Der Gesetzeswortlaut ist nicht eindeutig
Der Gesetzeswortlaut ist nicht eindeutig. § 17 Abs. 1 Satz 1 MuSchG normiert ein Kündigungsverbot u.a. gegenüber (werdenden) Müttern ohne nähere Bestimmung, welche Rechtsverhältnisse oder diesen zugrunde liegenden Verträge davon erfasst sind. Dafür ist auf den persönlichen Anwendungsbereich des Mutterschutzgesetzes abzustellen. Dieser ist in § 1 Abs. 2 Satz 1 MuSchG mit Wirkung ab dem 1. Januar 2018 neu gefasst worden. Danach gilt das Gesetz für Frauen „in einer Beschäftigung iSv. § 7 Abs. 1 SGB IV“ sowie ferner gem. § 1 Abs. 2 Satz 2 MuSchG, „unabhängig davon, ob ein solches Beschäftigungsverhältnis vorliegt“, für Frauen in weiteren, im Streitfall nicht einschlägigen Tätigkeitsformen.
Schon die Gesetzessystematik legt dagegen ein Verständnis nahe, wonach es nur auf das Bestehen eines auf eine Beschäftigung iSv. § 7 Abs. 1 SGB IV gerichteten Rechtsverhältnisses ankommt.

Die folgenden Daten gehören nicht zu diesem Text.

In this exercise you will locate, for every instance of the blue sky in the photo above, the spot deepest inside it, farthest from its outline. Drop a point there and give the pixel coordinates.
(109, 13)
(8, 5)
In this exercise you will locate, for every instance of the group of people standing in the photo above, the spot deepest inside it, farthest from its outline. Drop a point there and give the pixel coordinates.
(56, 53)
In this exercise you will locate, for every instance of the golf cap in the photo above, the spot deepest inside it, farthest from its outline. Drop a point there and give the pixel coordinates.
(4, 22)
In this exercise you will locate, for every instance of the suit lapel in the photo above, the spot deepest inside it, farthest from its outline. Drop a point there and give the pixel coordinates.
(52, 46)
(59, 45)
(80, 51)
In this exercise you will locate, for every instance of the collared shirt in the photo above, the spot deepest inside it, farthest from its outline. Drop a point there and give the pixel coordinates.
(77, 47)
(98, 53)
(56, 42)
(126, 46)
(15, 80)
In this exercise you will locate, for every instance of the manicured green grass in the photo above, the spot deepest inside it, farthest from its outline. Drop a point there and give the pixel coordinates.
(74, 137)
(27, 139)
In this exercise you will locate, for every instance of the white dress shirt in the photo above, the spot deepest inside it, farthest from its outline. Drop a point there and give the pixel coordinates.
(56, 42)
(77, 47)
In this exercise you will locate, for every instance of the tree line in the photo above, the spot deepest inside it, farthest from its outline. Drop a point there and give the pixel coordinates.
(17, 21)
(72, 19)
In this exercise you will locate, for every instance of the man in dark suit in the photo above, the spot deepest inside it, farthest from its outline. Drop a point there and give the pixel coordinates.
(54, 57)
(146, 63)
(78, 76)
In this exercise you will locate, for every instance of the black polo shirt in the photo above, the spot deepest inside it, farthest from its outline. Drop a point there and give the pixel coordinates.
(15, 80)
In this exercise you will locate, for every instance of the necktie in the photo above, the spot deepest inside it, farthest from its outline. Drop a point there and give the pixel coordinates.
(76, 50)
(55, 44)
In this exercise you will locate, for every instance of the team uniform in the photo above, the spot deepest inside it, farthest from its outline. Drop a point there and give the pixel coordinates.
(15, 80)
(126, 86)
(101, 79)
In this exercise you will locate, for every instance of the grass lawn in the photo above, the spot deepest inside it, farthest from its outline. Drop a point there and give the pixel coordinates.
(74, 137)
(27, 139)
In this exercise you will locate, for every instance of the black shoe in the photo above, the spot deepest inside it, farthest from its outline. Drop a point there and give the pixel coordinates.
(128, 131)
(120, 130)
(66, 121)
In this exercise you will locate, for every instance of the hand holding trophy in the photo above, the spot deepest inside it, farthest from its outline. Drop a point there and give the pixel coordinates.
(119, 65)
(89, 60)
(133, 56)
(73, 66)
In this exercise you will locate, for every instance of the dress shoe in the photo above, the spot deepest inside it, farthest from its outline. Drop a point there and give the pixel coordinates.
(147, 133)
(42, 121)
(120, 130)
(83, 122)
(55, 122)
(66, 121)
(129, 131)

Dies zeigt die synonyme Verwendung der Begriffe „Beschäftigung“ in § 1 Abs. 2 Satz 1 MuSchG und „ein solches Beschäftigungsverhältnis“ in Satz 2 der Bestimmung. Erfasst ist damit insbesondere ein Arbeitsverhältnis (§ 7 Abs. 1 Satz 1 SGB IV). Ein solches entsteht bereits mit Abschluss des Arbeitsvertrags (Schaub ArbR-HdB/Linck 18. Aufl. § 29 Rn. 8). Dies gilt selbst dann, wenn die Tätigkeit erst zu einem späteren Zeitpunkt aufgenommen werden soll. Auch in diesem Fall werden bereits mit dem Vertragsabschluss wechselseitige Verpflichtungen begründet.

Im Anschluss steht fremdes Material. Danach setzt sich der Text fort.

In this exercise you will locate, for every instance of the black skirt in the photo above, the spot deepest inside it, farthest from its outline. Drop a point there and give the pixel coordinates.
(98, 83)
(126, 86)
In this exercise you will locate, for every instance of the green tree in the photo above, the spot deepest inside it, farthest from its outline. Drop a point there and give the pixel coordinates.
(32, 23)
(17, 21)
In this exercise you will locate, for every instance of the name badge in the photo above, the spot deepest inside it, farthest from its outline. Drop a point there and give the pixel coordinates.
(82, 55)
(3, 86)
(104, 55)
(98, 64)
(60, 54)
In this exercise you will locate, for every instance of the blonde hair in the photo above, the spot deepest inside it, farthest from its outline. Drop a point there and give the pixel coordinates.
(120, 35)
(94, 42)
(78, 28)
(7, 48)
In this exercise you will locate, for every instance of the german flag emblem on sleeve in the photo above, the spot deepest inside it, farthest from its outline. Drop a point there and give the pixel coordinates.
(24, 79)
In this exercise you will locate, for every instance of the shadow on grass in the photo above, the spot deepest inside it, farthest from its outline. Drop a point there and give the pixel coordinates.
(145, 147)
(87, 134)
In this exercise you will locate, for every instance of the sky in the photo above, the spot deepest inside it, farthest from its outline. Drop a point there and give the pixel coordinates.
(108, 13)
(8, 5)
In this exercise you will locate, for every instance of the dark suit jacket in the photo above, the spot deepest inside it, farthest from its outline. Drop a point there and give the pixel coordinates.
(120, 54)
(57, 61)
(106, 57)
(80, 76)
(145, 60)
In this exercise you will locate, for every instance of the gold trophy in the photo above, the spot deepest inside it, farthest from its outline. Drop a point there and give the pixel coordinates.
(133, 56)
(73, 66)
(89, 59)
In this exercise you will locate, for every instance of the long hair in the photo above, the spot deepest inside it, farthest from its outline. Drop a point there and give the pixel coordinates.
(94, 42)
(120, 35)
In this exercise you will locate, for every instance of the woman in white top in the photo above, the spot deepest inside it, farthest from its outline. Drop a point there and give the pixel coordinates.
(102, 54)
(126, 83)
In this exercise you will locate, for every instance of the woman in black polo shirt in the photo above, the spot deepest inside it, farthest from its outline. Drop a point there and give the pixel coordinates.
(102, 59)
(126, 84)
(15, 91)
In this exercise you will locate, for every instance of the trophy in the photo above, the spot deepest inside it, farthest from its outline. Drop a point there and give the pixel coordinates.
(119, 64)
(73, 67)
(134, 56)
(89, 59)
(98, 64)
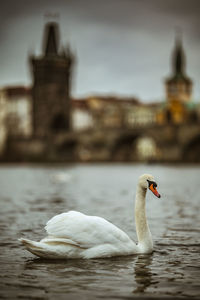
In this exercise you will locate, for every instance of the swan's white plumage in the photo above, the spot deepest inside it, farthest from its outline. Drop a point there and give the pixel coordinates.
(76, 235)
(85, 231)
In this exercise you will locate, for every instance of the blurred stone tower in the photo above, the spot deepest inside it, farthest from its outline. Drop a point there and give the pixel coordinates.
(178, 86)
(51, 85)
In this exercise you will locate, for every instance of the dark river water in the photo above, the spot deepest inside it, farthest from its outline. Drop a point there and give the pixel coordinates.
(30, 195)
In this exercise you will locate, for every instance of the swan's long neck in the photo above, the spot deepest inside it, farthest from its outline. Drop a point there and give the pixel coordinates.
(145, 242)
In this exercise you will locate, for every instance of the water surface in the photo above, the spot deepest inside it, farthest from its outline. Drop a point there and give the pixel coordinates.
(30, 195)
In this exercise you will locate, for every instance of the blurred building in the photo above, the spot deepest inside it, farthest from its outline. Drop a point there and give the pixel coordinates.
(3, 127)
(178, 108)
(51, 85)
(18, 111)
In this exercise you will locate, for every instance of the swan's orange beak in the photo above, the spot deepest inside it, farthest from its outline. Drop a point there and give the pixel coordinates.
(154, 191)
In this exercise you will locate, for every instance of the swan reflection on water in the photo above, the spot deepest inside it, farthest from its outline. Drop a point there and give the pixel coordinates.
(78, 275)
(143, 274)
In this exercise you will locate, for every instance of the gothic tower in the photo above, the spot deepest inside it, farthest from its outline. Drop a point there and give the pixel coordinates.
(178, 86)
(51, 86)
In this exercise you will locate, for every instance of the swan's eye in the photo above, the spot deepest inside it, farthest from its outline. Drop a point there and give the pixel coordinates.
(152, 182)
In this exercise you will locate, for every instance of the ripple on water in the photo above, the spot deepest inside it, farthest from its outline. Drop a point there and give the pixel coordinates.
(172, 271)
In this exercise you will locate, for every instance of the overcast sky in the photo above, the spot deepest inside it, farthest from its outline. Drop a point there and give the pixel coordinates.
(122, 46)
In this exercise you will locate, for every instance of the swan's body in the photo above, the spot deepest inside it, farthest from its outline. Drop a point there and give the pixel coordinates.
(75, 235)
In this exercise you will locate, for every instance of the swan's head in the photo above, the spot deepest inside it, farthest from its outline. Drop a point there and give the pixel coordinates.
(148, 181)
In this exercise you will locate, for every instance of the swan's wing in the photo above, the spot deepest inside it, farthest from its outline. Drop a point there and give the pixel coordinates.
(85, 231)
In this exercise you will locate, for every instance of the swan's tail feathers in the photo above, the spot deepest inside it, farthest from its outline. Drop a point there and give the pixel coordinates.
(36, 248)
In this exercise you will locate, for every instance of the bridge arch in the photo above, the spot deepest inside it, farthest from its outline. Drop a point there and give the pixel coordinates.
(136, 147)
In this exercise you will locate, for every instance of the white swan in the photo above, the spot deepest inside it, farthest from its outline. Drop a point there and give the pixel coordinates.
(75, 235)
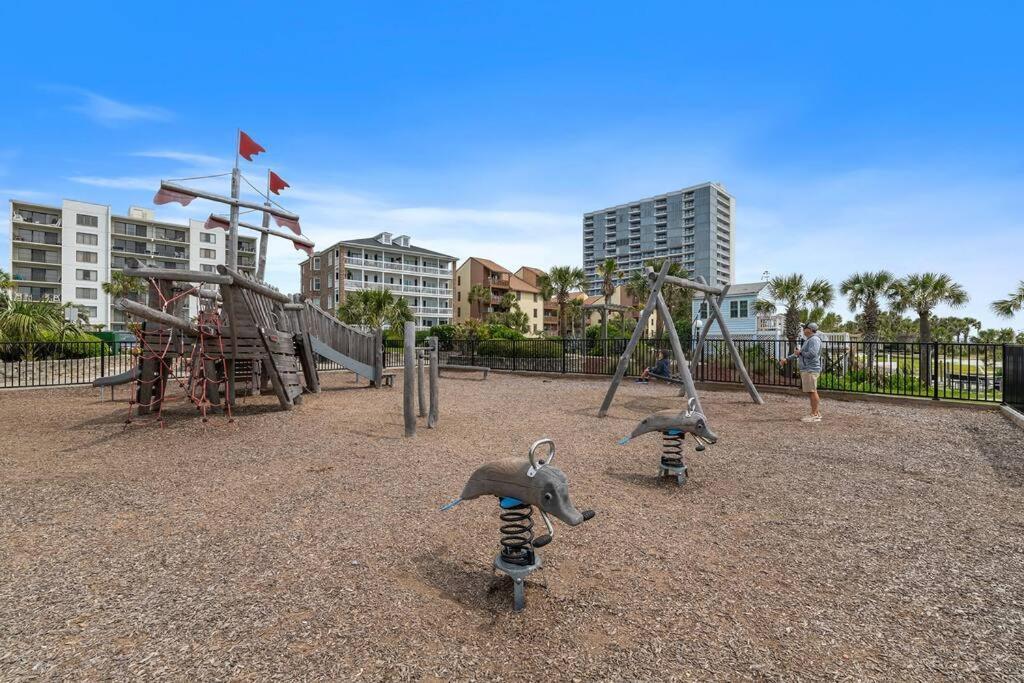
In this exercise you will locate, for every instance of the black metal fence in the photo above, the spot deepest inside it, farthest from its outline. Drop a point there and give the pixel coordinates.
(990, 373)
(938, 370)
(40, 364)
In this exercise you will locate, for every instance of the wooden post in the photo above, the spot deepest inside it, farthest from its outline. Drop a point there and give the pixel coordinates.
(707, 326)
(713, 304)
(434, 377)
(687, 389)
(409, 379)
(638, 331)
(421, 388)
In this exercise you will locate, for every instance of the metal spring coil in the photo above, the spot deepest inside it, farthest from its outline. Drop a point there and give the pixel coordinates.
(672, 450)
(517, 535)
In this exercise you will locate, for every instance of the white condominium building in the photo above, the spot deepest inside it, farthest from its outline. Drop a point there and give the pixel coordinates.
(66, 253)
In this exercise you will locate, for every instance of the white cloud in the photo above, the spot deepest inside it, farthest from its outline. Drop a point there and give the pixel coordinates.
(110, 112)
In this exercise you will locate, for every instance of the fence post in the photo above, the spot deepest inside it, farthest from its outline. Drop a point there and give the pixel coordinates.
(1003, 385)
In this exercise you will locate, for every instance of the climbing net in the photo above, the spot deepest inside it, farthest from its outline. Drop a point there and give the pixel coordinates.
(161, 350)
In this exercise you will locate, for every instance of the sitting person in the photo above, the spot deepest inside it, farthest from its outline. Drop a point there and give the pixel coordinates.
(663, 369)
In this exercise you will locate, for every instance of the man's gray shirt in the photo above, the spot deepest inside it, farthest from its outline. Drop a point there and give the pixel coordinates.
(809, 355)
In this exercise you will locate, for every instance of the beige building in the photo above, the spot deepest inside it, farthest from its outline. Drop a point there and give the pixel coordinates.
(499, 281)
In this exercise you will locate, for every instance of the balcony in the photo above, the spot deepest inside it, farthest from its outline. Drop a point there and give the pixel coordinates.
(355, 285)
(357, 262)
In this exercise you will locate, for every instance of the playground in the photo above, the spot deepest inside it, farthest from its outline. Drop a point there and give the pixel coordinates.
(884, 543)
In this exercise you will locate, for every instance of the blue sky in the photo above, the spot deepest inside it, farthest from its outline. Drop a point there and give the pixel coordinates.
(854, 135)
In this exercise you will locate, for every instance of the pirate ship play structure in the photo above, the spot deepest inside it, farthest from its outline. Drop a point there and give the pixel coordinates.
(247, 336)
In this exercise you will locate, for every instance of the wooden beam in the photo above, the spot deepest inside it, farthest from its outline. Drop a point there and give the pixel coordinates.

Die Entstehungsgeschichte des § 1 Abs. 2 Satz 1 MuSchG stützt das Verständnis, das Kündigungsverbot des § 17 Abs. 1 MuSchG greife grundsätzlich bereits mit Abschluss des Arbeitsvertrags.

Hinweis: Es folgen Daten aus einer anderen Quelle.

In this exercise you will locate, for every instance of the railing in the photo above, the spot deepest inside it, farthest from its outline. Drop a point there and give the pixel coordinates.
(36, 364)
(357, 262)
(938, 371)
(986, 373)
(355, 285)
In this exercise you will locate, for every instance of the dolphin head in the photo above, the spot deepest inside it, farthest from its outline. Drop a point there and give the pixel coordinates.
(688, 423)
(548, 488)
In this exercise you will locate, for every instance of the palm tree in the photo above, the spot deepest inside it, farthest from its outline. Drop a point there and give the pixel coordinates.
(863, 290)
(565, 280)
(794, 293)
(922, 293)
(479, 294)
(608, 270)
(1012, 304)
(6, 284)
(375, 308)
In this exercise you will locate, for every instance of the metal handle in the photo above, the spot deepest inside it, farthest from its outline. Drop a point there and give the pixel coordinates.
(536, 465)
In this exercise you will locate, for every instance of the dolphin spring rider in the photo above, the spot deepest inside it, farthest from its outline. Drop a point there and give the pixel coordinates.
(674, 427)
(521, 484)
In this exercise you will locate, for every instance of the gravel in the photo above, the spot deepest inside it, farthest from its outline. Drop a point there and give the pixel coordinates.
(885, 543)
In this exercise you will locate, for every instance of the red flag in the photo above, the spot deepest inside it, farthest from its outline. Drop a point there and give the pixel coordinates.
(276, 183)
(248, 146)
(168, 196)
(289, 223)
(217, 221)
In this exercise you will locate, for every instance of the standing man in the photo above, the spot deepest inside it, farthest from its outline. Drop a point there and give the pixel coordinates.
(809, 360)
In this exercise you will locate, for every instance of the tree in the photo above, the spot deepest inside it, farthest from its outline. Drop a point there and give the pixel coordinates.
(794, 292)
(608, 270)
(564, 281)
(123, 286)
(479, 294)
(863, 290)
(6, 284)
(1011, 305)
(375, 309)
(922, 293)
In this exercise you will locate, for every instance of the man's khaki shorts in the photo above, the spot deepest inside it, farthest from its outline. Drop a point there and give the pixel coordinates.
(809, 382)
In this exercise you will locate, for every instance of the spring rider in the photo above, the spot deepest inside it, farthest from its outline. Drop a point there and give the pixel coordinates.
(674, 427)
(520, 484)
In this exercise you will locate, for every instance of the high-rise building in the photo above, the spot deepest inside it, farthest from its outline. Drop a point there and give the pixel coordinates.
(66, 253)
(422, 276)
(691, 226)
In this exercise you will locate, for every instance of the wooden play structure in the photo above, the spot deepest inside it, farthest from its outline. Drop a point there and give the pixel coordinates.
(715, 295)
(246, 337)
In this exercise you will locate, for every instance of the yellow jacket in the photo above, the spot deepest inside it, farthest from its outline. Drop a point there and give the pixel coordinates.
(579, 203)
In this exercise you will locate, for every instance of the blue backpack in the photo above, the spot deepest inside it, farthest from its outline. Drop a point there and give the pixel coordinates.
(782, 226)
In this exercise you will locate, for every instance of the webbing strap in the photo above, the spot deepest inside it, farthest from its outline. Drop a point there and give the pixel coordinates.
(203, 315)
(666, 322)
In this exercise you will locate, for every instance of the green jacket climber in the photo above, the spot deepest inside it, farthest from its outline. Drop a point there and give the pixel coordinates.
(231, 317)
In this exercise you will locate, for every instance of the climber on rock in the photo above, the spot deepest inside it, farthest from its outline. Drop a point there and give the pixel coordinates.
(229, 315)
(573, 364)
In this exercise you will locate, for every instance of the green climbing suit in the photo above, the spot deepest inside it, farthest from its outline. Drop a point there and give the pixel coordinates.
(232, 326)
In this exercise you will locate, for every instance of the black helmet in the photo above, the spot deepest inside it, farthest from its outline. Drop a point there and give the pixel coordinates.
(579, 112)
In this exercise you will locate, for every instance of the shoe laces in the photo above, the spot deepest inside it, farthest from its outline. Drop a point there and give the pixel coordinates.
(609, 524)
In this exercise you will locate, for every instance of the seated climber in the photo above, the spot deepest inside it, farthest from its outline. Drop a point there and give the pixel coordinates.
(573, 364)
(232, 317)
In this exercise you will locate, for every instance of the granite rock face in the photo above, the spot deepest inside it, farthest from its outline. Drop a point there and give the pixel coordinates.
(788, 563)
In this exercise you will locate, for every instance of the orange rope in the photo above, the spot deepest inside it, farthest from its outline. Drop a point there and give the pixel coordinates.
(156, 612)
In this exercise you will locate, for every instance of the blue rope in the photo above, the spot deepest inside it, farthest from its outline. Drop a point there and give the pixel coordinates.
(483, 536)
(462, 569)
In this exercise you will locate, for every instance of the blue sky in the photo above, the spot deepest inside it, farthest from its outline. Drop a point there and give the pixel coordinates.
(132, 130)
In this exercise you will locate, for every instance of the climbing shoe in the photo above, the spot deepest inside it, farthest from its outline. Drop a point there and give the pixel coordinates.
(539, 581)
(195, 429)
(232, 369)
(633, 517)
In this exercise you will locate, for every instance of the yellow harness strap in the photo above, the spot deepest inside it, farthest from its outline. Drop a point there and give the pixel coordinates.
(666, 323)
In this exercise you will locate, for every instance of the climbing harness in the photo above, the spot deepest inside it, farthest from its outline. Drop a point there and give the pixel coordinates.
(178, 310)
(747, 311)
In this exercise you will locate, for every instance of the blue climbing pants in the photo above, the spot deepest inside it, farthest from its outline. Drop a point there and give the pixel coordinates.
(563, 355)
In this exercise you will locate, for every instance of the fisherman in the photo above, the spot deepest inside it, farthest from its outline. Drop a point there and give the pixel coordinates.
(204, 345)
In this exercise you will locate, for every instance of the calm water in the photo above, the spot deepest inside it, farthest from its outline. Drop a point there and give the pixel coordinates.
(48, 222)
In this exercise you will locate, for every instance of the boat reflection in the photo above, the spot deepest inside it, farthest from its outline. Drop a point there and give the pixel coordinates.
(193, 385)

„Keine übermäßigen Belastungen für den Arbeitgeber“
Der Umstand, dass das Kündigungsverbot bereits ab dem Zeitpunkt des Arbeitsvertragsschlusses gilt, stellt ebenfalls keine übermäßige Belastung der Arbeitgeber dar. Die Folgen sind nicht weiterreichend als wenn der Arbeitgeber am ersten Tag der Tätigkeitsaufnahme von der Schwangerschaft einer Arbeitnehmerin erfährt.
Die Kosten für Zeiten von Beschäftigungsverboten gem. §§ 18, 20 MuSchG müssen die Arbeitgeber nicht allein tragen. Es gilt vielmehr das Umlageverfahren gem. § 1 Abs. 2, § 7 AAG (Umlage U2). Danach werden Leistungen gem. §§ 18, 20 MuSchG vollständig von den Krankenkassen erstattet. Die Arbeitgeber müssen nach § 7 AAG lediglich ihren Anteil zur Umlage erbringen.